Advantages of Builder:

  • Easy to initialize, without requiring to remember the names, types and sequence of members, even when javadoc / sources are unavailable.
  • Intent to skip initializing a variable is achieved without clutter in code.
  • Adding new members to the class will not break existing implementations.

Disadvantages of Builder:

  • Contrary to the second advantage, one can easily forget to initialize any members.
  • Cost on performance and resource consumption. Builders involve creation of new Builder objects, multiple calls to setters in the Builder, then call the build() method to create the object, discard the builder which was created and return the actual object. Builder objects are created just to facilitate creation of actual objects making it memory intensive and numerous setter calls would cost on the CPU cycles.
  • Consumer can inadvertently create objects which are half initialized / uninitialized – might cause issues in the runtime.

Even though with multiple disadvantages, Effective Java still recommends a builder over constructor when we encounter a bigger parameter list. As the discussion puts focus on performance and resource utilization, let us try to evaluate both approaches with an example code.

Consider the object as given below:

 @Data
 @AllArgsConstructor
 @Builder
 static class Vehicle {
 private short wheels;
 private String brand;
 private String model;
 private int engineCapacity;
 private int price;
 private short seatingCapacity;
 private FuelType fuelType;
 private String regNo;
 private String color;
 private TransmissionType transmissionType;
 private VehicleType vehicleType;
 private UsageType usageType;
 }

 

This has 12 members and all argument constructor would be too confusing for implementation. Builder would be consumer friendly, trading off the resource consumption and performance time. Below code shall be considered to evaluate the performance and analyze the results with Java’s own jvisualvm profiler.

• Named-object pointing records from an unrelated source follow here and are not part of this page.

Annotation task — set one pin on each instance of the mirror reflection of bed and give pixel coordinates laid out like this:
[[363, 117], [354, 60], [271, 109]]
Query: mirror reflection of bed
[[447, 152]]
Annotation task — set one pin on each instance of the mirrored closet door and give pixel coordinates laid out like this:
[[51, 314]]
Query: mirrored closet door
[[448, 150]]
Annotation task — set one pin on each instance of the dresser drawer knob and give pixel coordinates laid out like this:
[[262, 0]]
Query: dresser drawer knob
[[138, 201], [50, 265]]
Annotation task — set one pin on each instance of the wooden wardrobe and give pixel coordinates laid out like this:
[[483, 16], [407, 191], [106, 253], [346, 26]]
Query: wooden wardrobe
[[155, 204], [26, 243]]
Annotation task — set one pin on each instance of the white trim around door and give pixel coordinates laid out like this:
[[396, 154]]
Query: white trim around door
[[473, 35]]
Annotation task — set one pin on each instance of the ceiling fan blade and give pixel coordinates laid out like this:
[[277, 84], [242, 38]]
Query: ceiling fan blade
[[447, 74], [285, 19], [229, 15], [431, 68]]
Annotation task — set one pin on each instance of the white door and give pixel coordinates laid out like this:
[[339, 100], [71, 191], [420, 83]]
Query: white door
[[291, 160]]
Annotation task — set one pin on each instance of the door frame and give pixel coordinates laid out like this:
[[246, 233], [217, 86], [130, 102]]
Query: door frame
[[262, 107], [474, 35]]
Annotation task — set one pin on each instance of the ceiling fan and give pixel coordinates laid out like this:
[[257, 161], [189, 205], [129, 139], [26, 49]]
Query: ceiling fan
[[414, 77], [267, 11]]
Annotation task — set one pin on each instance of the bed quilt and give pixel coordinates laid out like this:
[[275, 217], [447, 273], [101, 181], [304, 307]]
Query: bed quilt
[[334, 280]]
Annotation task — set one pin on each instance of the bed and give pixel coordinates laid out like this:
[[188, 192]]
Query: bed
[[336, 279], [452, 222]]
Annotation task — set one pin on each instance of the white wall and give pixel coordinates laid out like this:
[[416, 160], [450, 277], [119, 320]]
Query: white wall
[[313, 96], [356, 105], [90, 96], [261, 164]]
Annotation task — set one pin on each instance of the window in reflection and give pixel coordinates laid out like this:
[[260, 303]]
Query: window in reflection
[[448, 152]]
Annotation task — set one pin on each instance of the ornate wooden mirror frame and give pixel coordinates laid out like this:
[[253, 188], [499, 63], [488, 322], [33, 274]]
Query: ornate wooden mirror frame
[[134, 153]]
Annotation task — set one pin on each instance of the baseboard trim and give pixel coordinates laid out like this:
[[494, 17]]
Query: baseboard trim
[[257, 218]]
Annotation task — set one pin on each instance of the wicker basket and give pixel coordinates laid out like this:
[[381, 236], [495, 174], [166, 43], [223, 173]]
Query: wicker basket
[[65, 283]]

public static void main(String[] args) throws InterruptedException {
 List<Vehicle> vehicleList = new ArrayList<Vehicle>();
 Thread.sleep(10000); // wait for profiler to be configured
 long startTime = System.nanoTime();
 for (int i = 0; i < 100000; i++) {
// vehicleList.add(new Vehicle((short)4, "Audi", "A8", 3000, 100000,
// (short)5, FuelType.PETROL, "RR1111", "Red", TransmissionType.AUTO,
// VehicleType.FOUR_WHEELER, UsageType.PERSONAL));

vehicleList.add(Vehicle.builder().wheels((short)4).brand("Audi").model("A8").engineCapacity(3000)
 .price(100000).seatingCapacity((short)5).fuelType(FuelType.PETROL).regNo("RR1111")
 .color("Red").transmissionType(TransmissionType.AUTO).vehicleType(VehicleType.FOUR_WHEELER)
 .usageType(UsageType.PERSONAL).build());
 }
 double timeTaken = (System.nanoTime()-startTime)/1000.0;
 System.out.println("Time taken in microseconds: "+timeTaken);
 System.gc();
 Thread.sleep(5000);
 }

The initial and final sleep() calls give us time to initialize capturing and at the end to allow the system to settle down after the GC is invoked. The code creates 100000 objects using either of the approaches and measures the time spent in initializing so many objects.

As the performance was analyzed, below were the results. This definitely shows an improvement in performance time. But the value is just 20 milli seconds for creation of 100,000 objects.

Builder resource consumption:

Builder Resource Consumption

Constructor Resource Consumption:

Constructor Resource Consumption

Resource consumption almost remained the same in both the cases across all the iterations. Thus, builder probably going through optimizations by Java compiler is a sure winner which favors in a better quality of code, especially when more number of parameters are involved.